Tesla's stock has been a ton of fun for investors over the last three years as it rocketed from an IPO price of $17 in June of 2010 to a current price in the $170 range. Now the story is starting to unravel as analysts, bloggers and the financial media start pulling loose threads in the emperor s new clothes that are invisible to those unfit for their positions, stupid, or incompetent.

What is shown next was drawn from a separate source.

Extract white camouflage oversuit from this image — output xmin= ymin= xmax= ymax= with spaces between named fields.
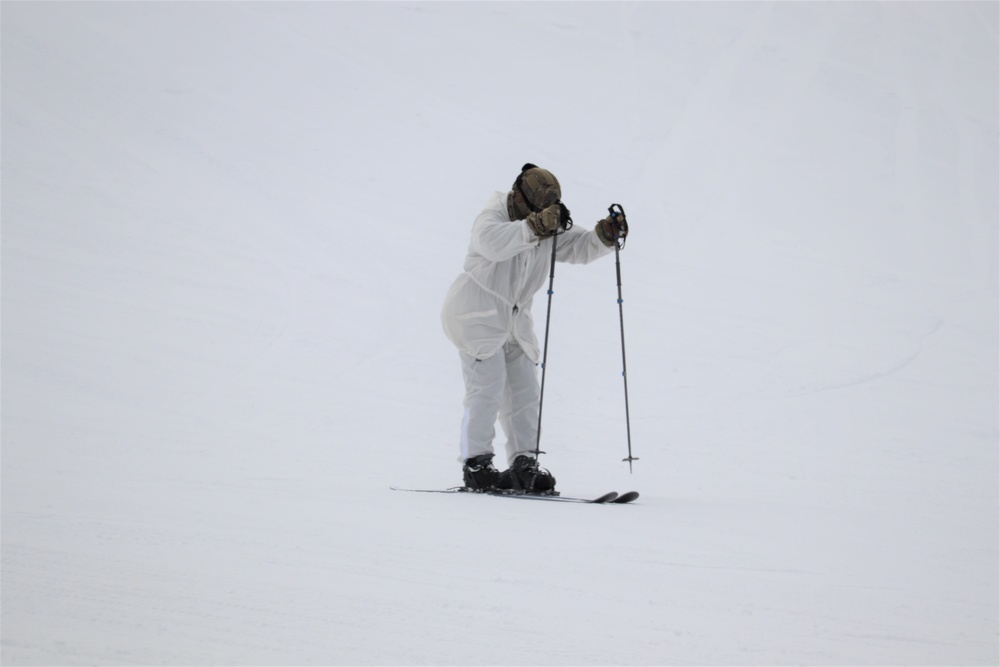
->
xmin=441 ymin=192 xmax=611 ymax=463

Whenever the CEO of a public company starts covering his backside by talking publicly about his stock being overvalued while simultaneously explaining that his company can't possibly meet stockholders' production expectations without first locking up 100% of the world's battery manufacturing capacity and then convincing another company to build "… a truly gargantuan battery factory of mind-boggling size," astute investors who understand market signals seek the safety of the sidelines and leave the rich educational opportunities for investing neophytes who haven't earned their degrees from the school of hard knocks.

Disclosure: I have no positions in any stocks mentioned, and no plans to initiate any positions within the next 72 hours. I wrote this article myself, and it expresses my own opinions. I am not receiving compensation for it (other than from Seeking Alpha). I have no business relationship with any company whose stock is mentioned in this article.